Identifying a Partnership

To be a partnership, a business relationship between parties must meet the definition of a partnership. There are three “essential ingredients” of a partnership.[4] First, the parties must carry on a business. Carrying on a business includes the early and preparatory stages of a venture.[5] The duration of the business venture does not need to pass any certain threshold.[6] Second, the business must be carried on “in common” by the parties. In other words, they must be carrying out the same business in tandem. Finally, the business must be carried on with the aim of making a profit. Aiming to make a profit does not require that the firm actually make a profit.[7]

Whether the “ingredients” are present is determined by looking at the circumstances and facts of the relationship. Materials like business licences in the partners’ names, correspondence between the parties, and tax returns showing shared profits can point to a partnership. The parties may have an agreement in writing that they have formed a partnership. While this can be indicative of a partnership, it is not necessarily decisive.[8] A lack of evidence that the parties intended to divide profits or carry on a business together suggests that there is no partnership.[9] Where there is no written agreement, words and actions that are consistent with a partnership may establish a partnership.[10] In sum, a partnership is identified based on the circumstances of each business relationship.

Converting the Partnership to a Corporation
​
Partnerships often represent a phase in the legal structure of a business which parties may eventually wish to transition out of, especially given the liability risks of a partnership. The Income Tax Act provides an avenue for a partnership to convert to a corporation in conjunction with the wind-up process. First the partners set up a corporation for the purposes of the transition. Then the partnership transfers property to the corporation in exchange for shares. The shares are transferred from the partnership to the individual partners. Then the partnership wind-ups up. The former partners continue on their business venture under the corporation as shareholders. [11] [12] 
 


[1] Partnership Act, RSA 2000, c P-3, at s. 1(g).

[2] Ibid at s. 1(c).

[3] Ibid at s. 11(2) and 15.

[4] Spire Freezers Ltd v Canada, 2001 SCC 11.

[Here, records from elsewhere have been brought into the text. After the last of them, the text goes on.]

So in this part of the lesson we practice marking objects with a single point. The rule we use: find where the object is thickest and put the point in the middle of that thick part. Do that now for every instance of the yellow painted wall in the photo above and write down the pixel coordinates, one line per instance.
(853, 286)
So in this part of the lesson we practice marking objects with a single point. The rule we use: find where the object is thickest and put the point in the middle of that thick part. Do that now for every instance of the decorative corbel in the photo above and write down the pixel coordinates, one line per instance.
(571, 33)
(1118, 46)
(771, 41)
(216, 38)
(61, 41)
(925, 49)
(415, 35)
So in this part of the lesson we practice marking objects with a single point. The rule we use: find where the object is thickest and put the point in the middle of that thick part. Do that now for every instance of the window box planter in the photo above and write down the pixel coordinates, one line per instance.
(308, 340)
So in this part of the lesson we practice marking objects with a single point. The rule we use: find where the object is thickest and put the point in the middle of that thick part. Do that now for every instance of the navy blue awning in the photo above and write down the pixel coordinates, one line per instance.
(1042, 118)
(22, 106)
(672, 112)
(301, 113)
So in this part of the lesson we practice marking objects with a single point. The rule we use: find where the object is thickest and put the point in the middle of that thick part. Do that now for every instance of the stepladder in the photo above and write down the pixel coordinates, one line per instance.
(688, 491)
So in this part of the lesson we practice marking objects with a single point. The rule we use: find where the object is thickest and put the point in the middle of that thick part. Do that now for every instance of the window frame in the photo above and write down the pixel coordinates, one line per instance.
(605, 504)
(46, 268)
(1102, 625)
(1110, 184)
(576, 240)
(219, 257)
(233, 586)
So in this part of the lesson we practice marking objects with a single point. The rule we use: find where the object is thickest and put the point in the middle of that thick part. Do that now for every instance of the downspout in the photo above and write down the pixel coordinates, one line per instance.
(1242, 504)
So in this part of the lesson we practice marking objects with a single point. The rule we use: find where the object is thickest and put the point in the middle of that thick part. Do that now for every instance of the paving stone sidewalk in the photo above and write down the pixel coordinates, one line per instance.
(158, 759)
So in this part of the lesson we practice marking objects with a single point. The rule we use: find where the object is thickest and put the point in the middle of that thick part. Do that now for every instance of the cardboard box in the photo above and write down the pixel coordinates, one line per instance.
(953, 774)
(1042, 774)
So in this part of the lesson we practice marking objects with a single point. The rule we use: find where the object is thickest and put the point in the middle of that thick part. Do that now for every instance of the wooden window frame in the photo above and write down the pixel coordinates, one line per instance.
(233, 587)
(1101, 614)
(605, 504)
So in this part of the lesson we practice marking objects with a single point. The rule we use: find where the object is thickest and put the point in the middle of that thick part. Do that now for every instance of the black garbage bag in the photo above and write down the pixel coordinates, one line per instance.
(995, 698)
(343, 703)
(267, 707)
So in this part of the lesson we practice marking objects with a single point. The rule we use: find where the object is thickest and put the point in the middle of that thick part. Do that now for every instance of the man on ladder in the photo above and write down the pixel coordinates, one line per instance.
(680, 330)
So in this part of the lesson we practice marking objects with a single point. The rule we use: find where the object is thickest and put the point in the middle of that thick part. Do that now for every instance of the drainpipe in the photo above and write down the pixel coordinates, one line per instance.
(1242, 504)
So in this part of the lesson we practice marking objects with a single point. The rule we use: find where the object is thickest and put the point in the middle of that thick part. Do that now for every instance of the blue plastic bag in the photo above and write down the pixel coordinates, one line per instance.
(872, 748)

[5] Miah v Khan, [2000] 1 WLR 2163.

[6] Supra note 2.

[7] Supra note 2.

[8] Sproule v McConnell (1925), [1925] 1 DLR 982, 19 Sask LR 319.

[9] Big Bend Construction Ltd v Donald, 1958 CarswellAlta 33, 25 WWR (ns) 281.

[10] Sabbaugh v Rawdah, 1978 CarswellAlta 409, 16 AR 326.

[11] Income Tax Act, RSC 1985, c 1, s. 85(2).

[12] Tingle, B. C.  Start-Up and growth companies in Canada - a guide to legal and business practice (3rd ed.). LexisNexis Canada Inc, p. 36.